On Good Friday, darkness took over the earth, but on Easter Sunday, Jesus, the fiery Sun of Justice broke through the darkness to deliver all peoples from ultimate death. That is where our Lenten journey is taking us through all our penitential efforts to prune away what holds us back and keeps is down beneath the thumb of sin and death. So the Second Sunday of Lent makes the promise that leads us from this present "valley of darkness,” whatever form that takes in our lives, into the presence of the Risen Christ who embodies God’s fiery glory in human flesh.
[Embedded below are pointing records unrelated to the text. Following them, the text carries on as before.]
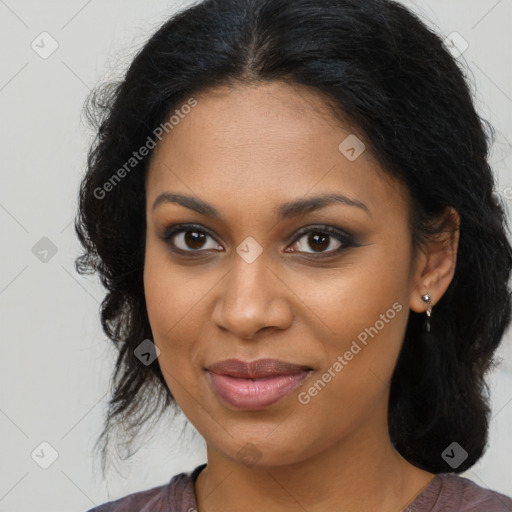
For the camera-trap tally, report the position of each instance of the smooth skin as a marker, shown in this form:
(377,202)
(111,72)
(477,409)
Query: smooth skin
(246,150)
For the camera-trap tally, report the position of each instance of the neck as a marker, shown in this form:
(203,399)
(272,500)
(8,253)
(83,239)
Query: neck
(360,472)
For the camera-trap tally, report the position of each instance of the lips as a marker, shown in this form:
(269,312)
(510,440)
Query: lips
(255,384)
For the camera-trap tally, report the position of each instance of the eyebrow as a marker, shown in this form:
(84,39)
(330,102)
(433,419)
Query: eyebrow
(284,211)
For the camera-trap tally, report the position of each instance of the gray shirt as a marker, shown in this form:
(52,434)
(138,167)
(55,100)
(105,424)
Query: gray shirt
(445,493)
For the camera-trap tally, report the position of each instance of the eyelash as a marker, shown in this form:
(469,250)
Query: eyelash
(344,238)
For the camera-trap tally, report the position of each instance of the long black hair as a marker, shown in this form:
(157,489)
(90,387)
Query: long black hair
(380,67)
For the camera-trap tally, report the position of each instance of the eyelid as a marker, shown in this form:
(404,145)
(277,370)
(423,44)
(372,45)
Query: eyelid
(345,238)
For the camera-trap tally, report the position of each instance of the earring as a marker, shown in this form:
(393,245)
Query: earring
(426,298)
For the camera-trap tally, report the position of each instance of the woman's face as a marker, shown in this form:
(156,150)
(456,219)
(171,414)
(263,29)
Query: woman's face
(325,285)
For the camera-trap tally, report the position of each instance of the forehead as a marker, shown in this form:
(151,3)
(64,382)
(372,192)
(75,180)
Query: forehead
(265,142)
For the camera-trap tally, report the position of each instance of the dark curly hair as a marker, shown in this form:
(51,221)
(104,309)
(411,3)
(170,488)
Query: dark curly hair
(392,77)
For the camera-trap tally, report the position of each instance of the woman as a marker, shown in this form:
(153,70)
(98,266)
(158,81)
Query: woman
(290,205)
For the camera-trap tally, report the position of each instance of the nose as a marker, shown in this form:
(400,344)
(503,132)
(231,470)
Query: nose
(252,297)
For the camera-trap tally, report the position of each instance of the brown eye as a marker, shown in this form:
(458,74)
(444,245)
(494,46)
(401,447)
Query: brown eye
(322,241)
(318,241)
(191,240)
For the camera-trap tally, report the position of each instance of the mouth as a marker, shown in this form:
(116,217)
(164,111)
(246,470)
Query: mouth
(255,384)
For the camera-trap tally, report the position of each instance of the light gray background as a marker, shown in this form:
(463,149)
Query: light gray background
(56,362)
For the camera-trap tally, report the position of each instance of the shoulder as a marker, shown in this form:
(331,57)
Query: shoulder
(150,499)
(175,496)
(455,493)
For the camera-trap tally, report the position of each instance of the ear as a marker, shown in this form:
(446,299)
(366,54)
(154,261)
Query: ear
(435,264)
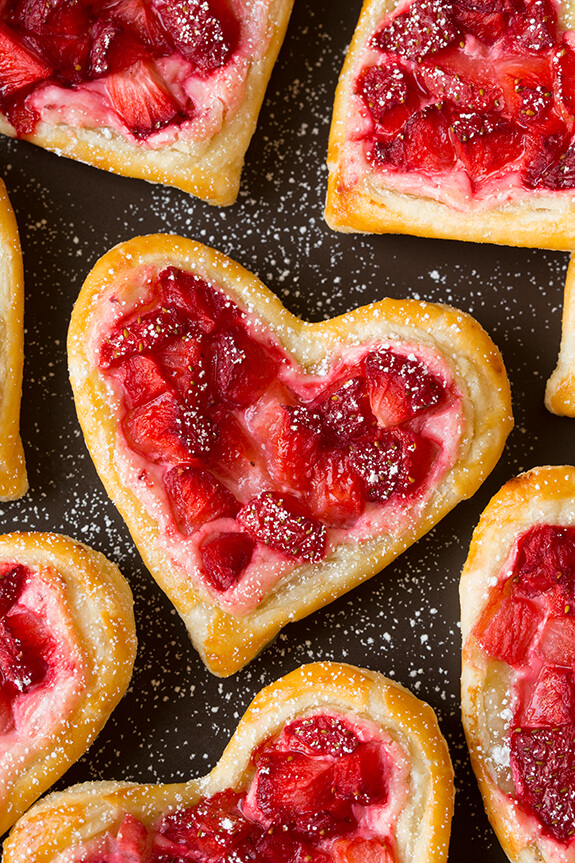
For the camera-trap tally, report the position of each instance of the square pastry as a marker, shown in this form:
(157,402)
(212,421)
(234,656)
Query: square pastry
(456,120)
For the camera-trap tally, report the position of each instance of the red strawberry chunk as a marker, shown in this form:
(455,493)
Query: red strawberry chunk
(506,629)
(360,850)
(298,791)
(276,521)
(362,775)
(346,413)
(11,586)
(395,462)
(425,28)
(142,100)
(424,144)
(400,387)
(320,735)
(335,492)
(147,332)
(390,93)
(543,764)
(141,379)
(225,557)
(242,368)
(533,27)
(113,48)
(163,432)
(552,700)
(486,143)
(206,32)
(208,831)
(20,67)
(557,641)
(197,497)
(186,293)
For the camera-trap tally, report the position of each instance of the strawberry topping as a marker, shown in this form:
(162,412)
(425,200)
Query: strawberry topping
(529,623)
(118,42)
(204,402)
(481,88)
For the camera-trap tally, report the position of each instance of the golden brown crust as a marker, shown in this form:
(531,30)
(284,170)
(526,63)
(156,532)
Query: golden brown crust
(227,642)
(96,603)
(423,826)
(210,168)
(560,389)
(543,495)
(13,479)
(361,199)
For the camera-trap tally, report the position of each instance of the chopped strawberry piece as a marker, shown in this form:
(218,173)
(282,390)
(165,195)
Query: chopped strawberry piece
(546,559)
(362,776)
(345,413)
(141,379)
(225,557)
(320,735)
(142,100)
(206,32)
(197,496)
(552,701)
(11,586)
(292,436)
(233,454)
(276,521)
(20,67)
(532,28)
(486,143)
(395,462)
(163,432)
(182,362)
(424,144)
(390,93)
(145,333)
(425,28)
(557,641)
(21,663)
(294,789)
(241,367)
(400,387)
(506,629)
(113,48)
(360,850)
(563,63)
(335,492)
(208,831)
(186,293)
(543,765)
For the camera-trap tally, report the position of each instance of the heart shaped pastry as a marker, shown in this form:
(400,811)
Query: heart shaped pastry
(457,119)
(166,91)
(13,479)
(67,647)
(265,465)
(331,763)
(518,686)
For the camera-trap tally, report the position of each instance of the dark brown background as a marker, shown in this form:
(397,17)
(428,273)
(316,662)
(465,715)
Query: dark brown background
(176,717)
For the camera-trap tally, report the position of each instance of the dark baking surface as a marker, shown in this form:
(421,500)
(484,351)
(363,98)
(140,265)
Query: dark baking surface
(176,717)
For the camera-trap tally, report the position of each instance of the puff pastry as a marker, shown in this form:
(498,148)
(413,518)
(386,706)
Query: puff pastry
(438,129)
(518,651)
(358,711)
(13,479)
(67,647)
(144,98)
(212,413)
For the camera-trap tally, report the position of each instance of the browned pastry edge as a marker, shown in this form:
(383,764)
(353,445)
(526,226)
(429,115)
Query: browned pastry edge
(99,602)
(85,811)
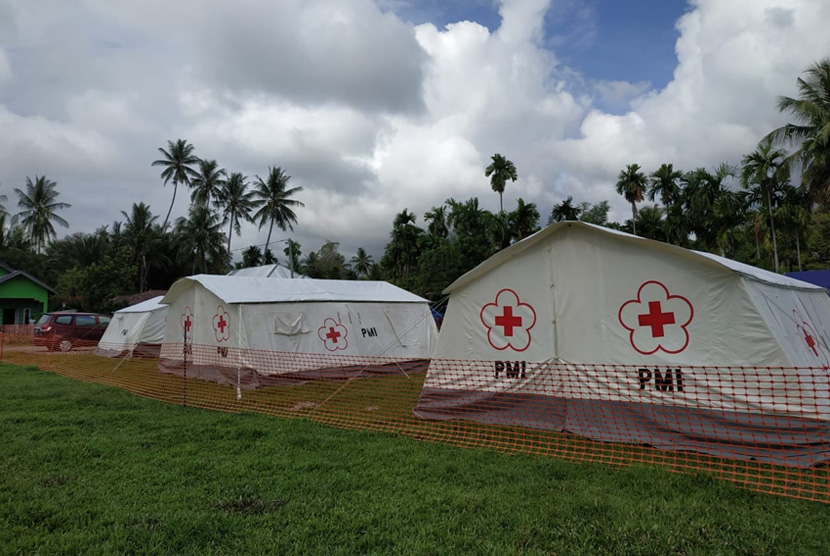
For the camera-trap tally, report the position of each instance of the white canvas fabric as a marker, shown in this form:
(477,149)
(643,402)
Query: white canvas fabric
(138,327)
(578,295)
(320,321)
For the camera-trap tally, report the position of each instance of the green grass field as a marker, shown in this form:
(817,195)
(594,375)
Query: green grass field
(90,469)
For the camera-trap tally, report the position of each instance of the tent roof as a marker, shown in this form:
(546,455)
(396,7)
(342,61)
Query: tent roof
(145,306)
(704,258)
(266,271)
(817,277)
(244,289)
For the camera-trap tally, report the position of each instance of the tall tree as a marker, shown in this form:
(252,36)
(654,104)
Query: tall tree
(38,204)
(594,214)
(664,183)
(208,182)
(811,135)
(566,210)
(794,215)
(499,171)
(274,202)
(523,221)
(200,240)
(761,173)
(631,184)
(362,262)
(142,237)
(251,256)
(237,203)
(177,162)
(437,219)
(293,253)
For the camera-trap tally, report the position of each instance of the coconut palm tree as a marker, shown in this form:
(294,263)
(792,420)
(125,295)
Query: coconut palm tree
(631,184)
(142,236)
(177,162)
(761,173)
(811,135)
(664,182)
(564,211)
(292,253)
(236,202)
(523,221)
(38,204)
(207,182)
(794,215)
(362,262)
(652,224)
(437,218)
(251,256)
(499,171)
(200,239)
(274,202)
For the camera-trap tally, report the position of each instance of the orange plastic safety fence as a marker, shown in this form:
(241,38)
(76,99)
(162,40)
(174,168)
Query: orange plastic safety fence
(767,429)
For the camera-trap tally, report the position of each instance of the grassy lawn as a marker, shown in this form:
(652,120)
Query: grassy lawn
(92,469)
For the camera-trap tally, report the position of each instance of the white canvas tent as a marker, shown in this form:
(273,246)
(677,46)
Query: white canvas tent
(582,328)
(137,330)
(251,331)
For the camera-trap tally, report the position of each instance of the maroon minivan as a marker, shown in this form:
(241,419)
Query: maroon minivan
(63,331)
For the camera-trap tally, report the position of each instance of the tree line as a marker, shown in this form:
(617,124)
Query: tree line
(772,210)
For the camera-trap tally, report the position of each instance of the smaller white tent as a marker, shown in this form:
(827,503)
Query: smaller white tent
(251,332)
(136,331)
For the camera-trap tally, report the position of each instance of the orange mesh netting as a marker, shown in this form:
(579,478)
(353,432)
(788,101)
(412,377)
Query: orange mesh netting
(765,428)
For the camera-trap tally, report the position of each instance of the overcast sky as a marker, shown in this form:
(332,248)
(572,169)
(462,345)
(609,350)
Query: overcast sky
(376,106)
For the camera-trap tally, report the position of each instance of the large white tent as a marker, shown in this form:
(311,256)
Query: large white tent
(620,338)
(137,330)
(253,331)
Note: Francis Xavier Cardinal Nguyen Van Thuan (1928-2002) was a remarkable man. A native of Vietnam, he was appointed Coadjutor Bishop of Saigon six days before the city fell to the North Vietnamese Army. He was imprisoned by the communist government of Vietnam in a re-education camp for 13 years, nine in solitary confinement (Wikipedia). While there, he did not spend his time and energy brooding on his own suffering but instead found every way he could to scribble messages to his people on whatever scraps of paper he could get. The messages are not complaints, though complaints would certainly have been justified. They are calls to hope. They were eventually compiled into the book, The Road to Hope: A Gospel from Prison. The most recent edition was published in 2013 by Wellspring. Pope Benedict XVI said of the book: “During thirteen years in jail, in a situation of seemingly utter hopelessness, the fact that he could listen and speak to God became for him an increasing power of hope, which enabled him, after his release, to become for people all over the world a witness to hope—to that great hope which does not wane even in the nights of solitude.” The late Cardinal’s cause for beatification was officially opened in 2007.